January 14, 2013
On Monday, January 21, author Christopher J. Coyne will speak at Hampden-Sydney College on, "Doing Bad by Doing Good: Why Humanitarian Action Fails."
Coyne is the author of the book by the same name, Doing Bad by Doing Good: Why Humanitarian Action Fails (2013, Stanford University Press). In 2010, Haiti was ravaged by a brutal earthquake that affected the lives of millions. The call to assist those in need was heard around the globe. Yet two years later humanitarian efforts led by governments and NGOs have largely failed. Resources are not reaching the needy due to bureaucratic red tape, and many assets have been squandered. How can efforts intended to help the suffering fail so badly?

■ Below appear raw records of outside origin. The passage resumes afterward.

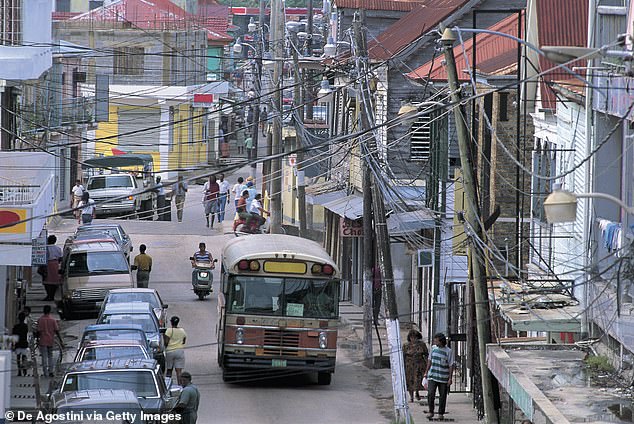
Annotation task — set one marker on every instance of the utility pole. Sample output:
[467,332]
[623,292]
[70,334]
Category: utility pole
[299,113]
[368,151]
[276,163]
[474,220]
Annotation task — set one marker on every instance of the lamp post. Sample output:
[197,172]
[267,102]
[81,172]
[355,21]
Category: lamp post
[560,206]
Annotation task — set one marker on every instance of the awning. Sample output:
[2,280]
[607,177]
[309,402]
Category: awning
[350,207]
[407,222]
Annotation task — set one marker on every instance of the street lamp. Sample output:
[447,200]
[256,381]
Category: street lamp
[561,205]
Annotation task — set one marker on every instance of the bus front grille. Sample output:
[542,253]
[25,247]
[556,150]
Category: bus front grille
[276,342]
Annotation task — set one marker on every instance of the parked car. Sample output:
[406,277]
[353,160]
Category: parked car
[150,296]
[122,404]
[111,349]
[116,231]
[123,331]
[156,394]
[140,313]
[89,270]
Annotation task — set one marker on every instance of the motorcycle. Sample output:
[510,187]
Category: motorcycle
[202,277]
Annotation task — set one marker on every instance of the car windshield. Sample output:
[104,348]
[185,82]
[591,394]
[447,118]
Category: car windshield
[110,181]
[112,352]
[140,382]
[147,321]
[94,233]
[127,297]
[295,297]
[114,334]
[84,263]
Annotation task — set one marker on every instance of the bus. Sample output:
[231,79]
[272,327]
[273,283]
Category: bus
[278,308]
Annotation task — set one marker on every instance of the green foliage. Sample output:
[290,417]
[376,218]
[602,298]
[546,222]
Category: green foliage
[599,363]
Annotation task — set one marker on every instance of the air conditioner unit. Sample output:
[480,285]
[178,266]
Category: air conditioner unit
[425,258]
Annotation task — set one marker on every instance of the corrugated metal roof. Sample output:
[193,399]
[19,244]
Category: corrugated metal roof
[425,16]
[560,23]
[387,5]
[154,15]
[493,53]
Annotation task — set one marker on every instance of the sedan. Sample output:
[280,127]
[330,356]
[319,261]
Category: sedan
[150,296]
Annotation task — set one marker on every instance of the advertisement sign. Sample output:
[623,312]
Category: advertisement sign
[350,228]
[38,251]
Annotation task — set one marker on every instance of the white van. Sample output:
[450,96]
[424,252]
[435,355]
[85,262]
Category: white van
[89,269]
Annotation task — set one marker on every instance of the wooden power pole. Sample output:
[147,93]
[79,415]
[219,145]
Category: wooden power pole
[474,221]
[368,150]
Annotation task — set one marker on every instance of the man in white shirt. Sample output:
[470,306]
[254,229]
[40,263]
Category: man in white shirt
[76,193]
[223,196]
[257,211]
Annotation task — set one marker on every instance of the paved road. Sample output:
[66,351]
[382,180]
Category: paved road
[356,395]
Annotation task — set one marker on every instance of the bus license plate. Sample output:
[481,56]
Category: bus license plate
[278,363]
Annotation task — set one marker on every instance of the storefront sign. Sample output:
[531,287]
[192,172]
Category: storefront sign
[38,251]
[349,228]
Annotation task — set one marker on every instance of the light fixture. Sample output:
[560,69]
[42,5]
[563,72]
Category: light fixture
[237,47]
[561,205]
[252,25]
[325,92]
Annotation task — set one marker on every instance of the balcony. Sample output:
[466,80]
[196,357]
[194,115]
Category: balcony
[70,111]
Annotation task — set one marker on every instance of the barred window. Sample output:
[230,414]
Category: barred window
[128,60]
[11,21]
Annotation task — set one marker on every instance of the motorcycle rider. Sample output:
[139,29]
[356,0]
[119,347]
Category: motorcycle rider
[202,255]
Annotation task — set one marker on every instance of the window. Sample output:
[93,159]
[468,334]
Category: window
[11,20]
[128,60]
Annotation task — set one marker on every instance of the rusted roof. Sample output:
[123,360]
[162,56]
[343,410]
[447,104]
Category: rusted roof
[154,15]
[560,23]
[425,16]
[387,5]
[494,54]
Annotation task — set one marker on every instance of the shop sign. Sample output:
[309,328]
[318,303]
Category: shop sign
[38,251]
[350,228]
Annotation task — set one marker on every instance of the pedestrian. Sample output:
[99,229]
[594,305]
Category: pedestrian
[223,197]
[264,116]
[161,203]
[211,189]
[439,371]
[248,144]
[415,357]
[188,400]
[76,192]
[47,329]
[143,264]
[257,211]
[180,191]
[87,207]
[175,339]
[53,259]
[21,345]
[237,190]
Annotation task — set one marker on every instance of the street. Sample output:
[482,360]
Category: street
[355,393]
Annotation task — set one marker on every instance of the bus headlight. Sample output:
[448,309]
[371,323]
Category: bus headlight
[323,340]
[240,335]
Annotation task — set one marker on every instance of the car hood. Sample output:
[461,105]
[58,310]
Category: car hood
[151,405]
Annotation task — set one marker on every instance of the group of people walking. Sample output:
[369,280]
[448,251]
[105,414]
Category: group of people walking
[428,370]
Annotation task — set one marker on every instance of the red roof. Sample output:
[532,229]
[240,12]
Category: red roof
[560,23]
[155,15]
[425,15]
[494,53]
[387,5]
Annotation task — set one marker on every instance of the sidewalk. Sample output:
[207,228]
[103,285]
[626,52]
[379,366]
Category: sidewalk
[459,405]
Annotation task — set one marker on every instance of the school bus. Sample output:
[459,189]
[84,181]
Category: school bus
[278,308]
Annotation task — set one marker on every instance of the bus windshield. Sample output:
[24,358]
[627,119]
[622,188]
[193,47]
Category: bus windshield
[291,297]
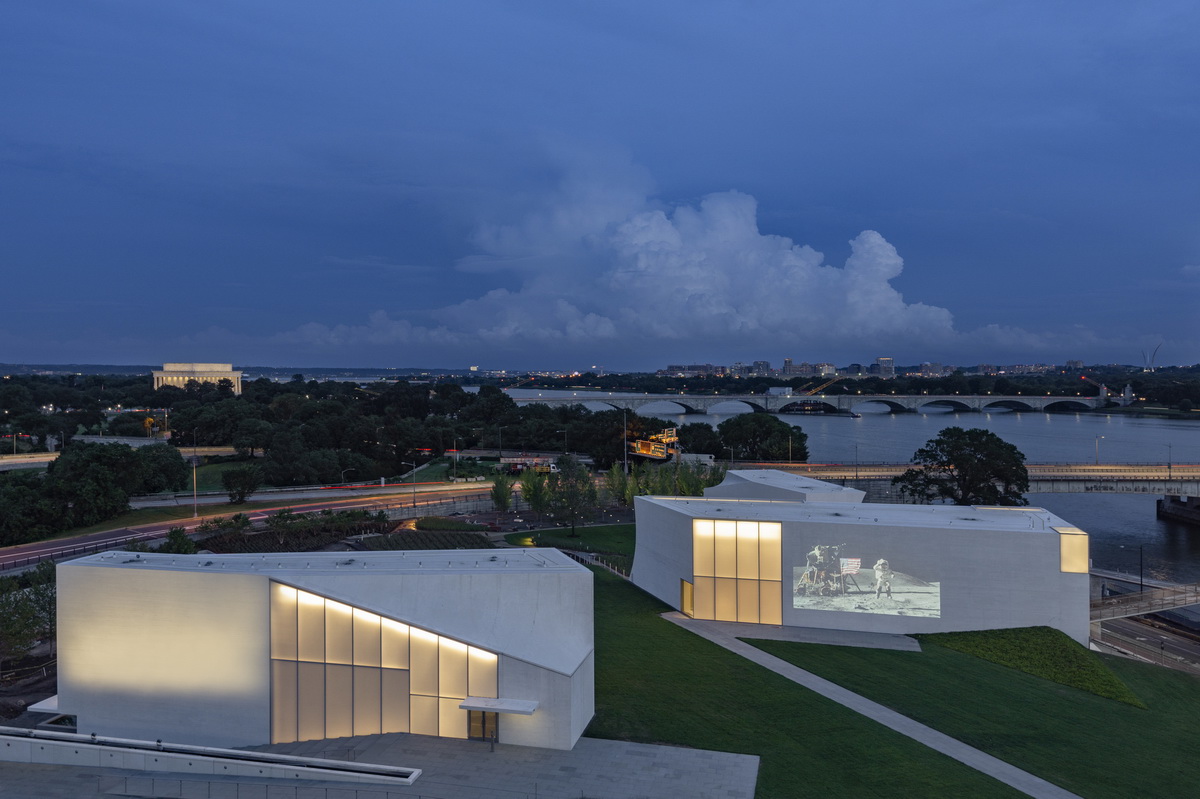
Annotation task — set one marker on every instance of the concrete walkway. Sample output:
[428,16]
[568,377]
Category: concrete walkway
[725,635]
[451,769]
[595,769]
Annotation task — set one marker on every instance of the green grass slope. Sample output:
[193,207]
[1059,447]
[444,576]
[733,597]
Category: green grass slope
[1087,744]
[657,683]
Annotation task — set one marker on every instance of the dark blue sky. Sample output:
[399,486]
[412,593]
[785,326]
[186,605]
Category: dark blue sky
[622,184]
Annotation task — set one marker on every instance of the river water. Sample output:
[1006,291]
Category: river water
[1119,523]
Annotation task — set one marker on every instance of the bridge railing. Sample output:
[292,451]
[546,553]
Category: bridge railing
[1155,600]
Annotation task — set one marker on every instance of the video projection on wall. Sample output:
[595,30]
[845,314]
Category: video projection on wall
[868,576]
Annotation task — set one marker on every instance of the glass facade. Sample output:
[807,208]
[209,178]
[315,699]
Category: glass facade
[737,570]
[340,671]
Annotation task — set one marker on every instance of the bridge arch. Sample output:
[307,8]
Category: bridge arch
[957,404]
[667,401]
[893,406]
[1066,404]
[808,407]
[731,407]
[1011,404]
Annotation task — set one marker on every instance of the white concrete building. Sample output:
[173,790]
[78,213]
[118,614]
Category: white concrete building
[180,374]
[237,650]
[876,568]
[773,484]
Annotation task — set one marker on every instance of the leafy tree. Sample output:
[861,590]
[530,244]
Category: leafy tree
[535,491]
[162,468]
[966,467]
[241,482]
[763,437]
[252,434]
[700,438]
[617,486]
[42,600]
[178,542]
[502,492]
[18,622]
[573,493]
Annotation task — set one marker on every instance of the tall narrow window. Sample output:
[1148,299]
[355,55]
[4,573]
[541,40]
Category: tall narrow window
[340,671]
[737,571]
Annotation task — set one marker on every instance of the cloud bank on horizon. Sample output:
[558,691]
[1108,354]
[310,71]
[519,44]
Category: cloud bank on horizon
[528,185]
[607,274]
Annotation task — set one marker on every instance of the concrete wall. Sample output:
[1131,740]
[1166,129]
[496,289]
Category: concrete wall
[550,726]
[987,578]
[185,655]
[544,618]
[181,656]
[664,551]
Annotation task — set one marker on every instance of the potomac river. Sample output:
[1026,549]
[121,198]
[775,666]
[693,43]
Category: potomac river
[1119,523]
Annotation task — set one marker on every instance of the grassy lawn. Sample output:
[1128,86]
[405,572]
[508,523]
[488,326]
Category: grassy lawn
[1087,744]
[208,476]
[153,515]
[657,683]
[605,538]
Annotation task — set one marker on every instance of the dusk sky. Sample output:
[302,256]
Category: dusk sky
[558,185]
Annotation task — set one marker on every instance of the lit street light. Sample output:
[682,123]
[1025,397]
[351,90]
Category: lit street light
[196,512]
[1141,572]
[414,479]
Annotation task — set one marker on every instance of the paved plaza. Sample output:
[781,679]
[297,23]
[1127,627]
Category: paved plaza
[451,769]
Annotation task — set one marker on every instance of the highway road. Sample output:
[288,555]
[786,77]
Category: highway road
[432,497]
[1153,643]
[391,491]
[1036,470]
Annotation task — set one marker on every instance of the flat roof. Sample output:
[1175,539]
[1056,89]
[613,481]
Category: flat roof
[402,562]
[981,517]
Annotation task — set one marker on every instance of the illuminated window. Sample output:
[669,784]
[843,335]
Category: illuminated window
[340,671]
[737,571]
[1072,550]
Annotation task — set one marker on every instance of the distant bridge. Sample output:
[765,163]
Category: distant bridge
[696,403]
[1177,479]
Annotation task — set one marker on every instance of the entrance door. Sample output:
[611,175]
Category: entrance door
[481,725]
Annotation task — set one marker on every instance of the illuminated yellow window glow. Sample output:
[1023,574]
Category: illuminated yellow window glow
[340,671]
[1073,554]
[737,571]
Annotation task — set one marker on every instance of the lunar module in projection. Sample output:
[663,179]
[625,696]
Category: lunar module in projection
[828,574]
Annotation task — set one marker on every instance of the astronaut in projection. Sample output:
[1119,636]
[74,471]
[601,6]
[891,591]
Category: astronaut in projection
[883,576]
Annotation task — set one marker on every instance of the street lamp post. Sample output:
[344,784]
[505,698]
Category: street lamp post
[624,439]
[1141,572]
[413,473]
[196,511]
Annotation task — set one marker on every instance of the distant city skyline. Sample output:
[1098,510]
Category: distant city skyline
[535,185]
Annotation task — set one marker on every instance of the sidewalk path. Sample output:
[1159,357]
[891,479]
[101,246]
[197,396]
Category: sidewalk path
[723,635]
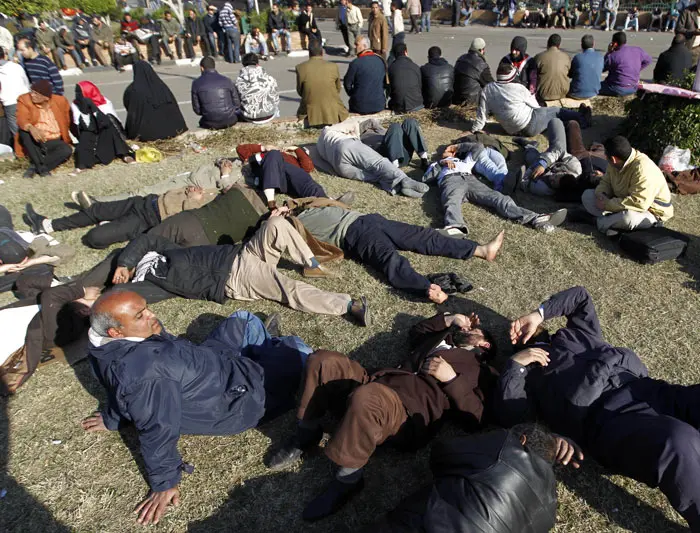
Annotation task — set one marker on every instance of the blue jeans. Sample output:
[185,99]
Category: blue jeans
[233,45]
[425,21]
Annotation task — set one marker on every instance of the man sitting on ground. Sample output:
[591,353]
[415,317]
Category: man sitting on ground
[624,64]
[586,71]
[167,386]
[214,97]
[375,241]
[600,395]
[633,193]
[318,84]
[438,80]
[260,101]
[405,82]
[365,80]
[341,146]
[43,121]
[448,372]
[552,71]
[454,174]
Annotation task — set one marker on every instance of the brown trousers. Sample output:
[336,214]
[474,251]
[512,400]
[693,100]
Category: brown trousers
[254,274]
[374,411]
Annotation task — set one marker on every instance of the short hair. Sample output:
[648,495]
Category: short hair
[618,146]
[315,48]
[249,60]
[554,40]
[207,63]
[537,440]
[400,49]
[619,38]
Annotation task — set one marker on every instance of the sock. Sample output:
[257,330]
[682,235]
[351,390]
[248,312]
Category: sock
[348,475]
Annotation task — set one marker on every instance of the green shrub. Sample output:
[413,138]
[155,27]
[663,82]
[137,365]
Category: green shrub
[656,121]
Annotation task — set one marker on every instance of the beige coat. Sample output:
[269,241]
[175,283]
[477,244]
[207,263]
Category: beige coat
[318,84]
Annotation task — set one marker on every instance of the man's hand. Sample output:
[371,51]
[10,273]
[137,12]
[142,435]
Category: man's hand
[122,275]
[532,355]
[152,509]
[439,369]
[568,452]
[523,328]
[94,423]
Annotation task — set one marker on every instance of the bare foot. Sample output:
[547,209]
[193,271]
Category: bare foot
[490,250]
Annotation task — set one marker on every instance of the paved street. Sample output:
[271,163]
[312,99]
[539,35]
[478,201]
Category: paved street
[453,41]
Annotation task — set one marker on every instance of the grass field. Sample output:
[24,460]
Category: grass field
[91,482]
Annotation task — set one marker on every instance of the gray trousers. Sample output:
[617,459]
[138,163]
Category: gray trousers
[205,177]
[458,188]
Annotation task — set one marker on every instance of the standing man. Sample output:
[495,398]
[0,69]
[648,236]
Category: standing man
[378,31]
[318,84]
[39,67]
[229,25]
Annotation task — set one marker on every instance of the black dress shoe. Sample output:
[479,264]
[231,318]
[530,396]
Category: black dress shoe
[34,220]
[331,499]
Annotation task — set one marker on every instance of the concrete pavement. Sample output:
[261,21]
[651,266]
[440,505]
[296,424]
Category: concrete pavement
[453,41]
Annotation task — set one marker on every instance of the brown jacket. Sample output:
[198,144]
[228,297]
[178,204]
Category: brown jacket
[552,74]
[378,31]
[28,114]
[318,84]
[178,200]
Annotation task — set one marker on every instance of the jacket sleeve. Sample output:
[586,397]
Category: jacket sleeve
[140,246]
[511,404]
[155,408]
[577,306]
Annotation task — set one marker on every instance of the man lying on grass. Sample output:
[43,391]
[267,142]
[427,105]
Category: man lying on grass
[167,386]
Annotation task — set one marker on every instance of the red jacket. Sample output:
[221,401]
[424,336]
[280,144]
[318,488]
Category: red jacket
[300,158]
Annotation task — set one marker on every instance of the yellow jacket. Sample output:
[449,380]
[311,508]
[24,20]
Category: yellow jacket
[639,186]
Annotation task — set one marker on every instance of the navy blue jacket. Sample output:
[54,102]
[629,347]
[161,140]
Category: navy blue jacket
[167,386]
[364,82]
[582,367]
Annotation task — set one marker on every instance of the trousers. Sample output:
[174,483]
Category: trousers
[458,188]
[254,274]
[373,412]
[288,178]
[621,221]
[648,430]
[401,141]
[376,241]
[44,156]
[126,219]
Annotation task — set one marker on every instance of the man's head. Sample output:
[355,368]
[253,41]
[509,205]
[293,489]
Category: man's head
[207,63]
[41,92]
[361,44]
[122,313]
[400,49]
[554,40]
[537,440]
[315,48]
[478,45]
[618,150]
[249,60]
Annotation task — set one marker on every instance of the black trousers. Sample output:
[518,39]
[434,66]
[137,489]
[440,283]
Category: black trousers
[126,219]
[44,156]
[376,241]
[648,430]
[287,178]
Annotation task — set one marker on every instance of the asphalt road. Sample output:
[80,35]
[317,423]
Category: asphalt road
[453,41]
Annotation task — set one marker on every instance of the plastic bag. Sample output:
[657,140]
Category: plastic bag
[675,159]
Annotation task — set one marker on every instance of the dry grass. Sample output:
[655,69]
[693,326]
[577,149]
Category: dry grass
[91,482]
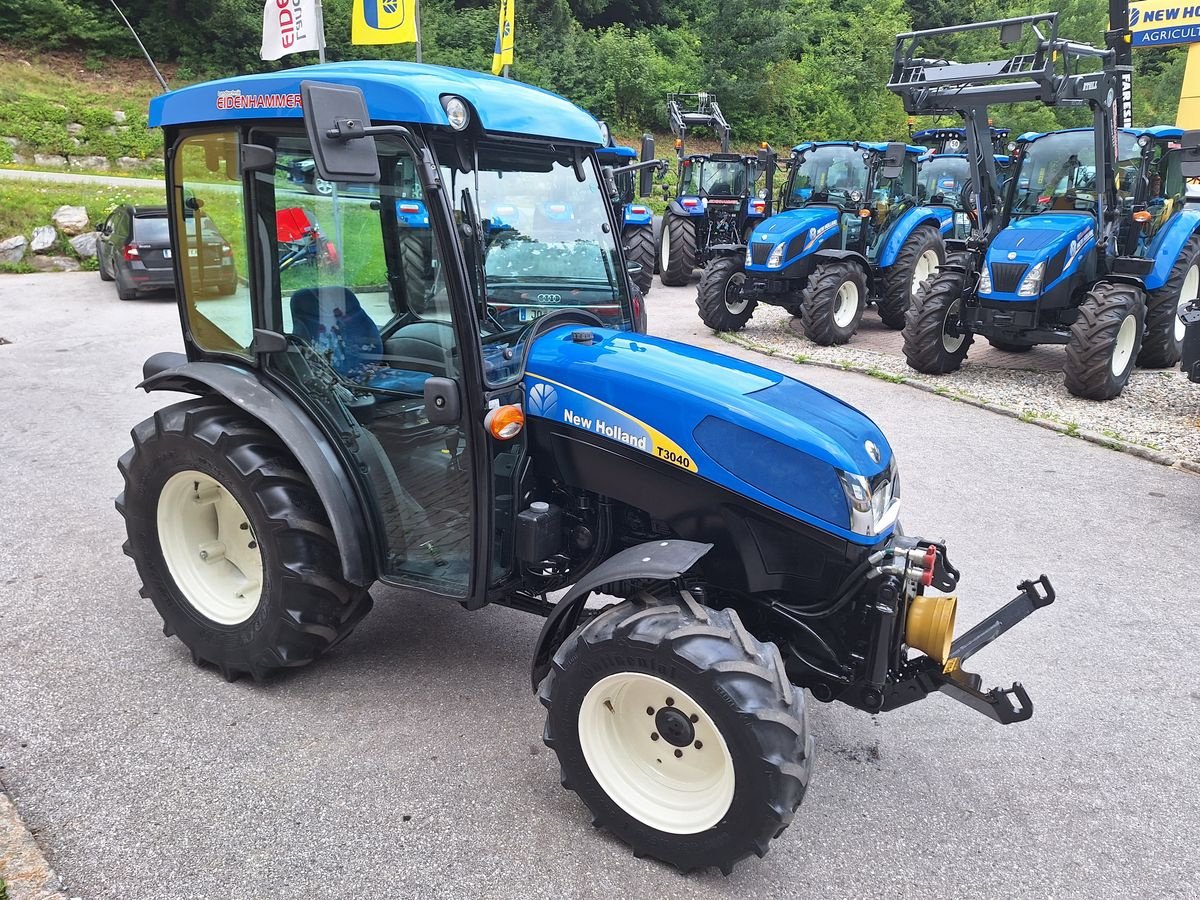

In this timely and provocative book, Coyne uses the economic way of thinking to explain why this and other humanitarian efforts that intend to do good end up doing nothing or causing harm.
In addition to Haiti, Coyne considers a wide range of interventions. He explains why the U.S. government was ineffective following Hurricane Katrina, why the international humanitarian push to remove Muammar Gaddafi in Libya may very well end up causing more problems than prosperity, and why decades of efforts to respond to crises and foster development around the world have resulted in repeated failures.
Coyne is the F.A. Harper Professor of Economics at George Mason University and the Associate Director of the F. A. Hayek Program for Advanced Study in Philosophy, Politics, and Economics at the Mercatus Center.
Sponsored by the Center for Entrepreneurship & Political Economy at Hampden-Sydney, Coyne's talk begins at 7:30 PM in Crawley Forum. This event is free and open to the community.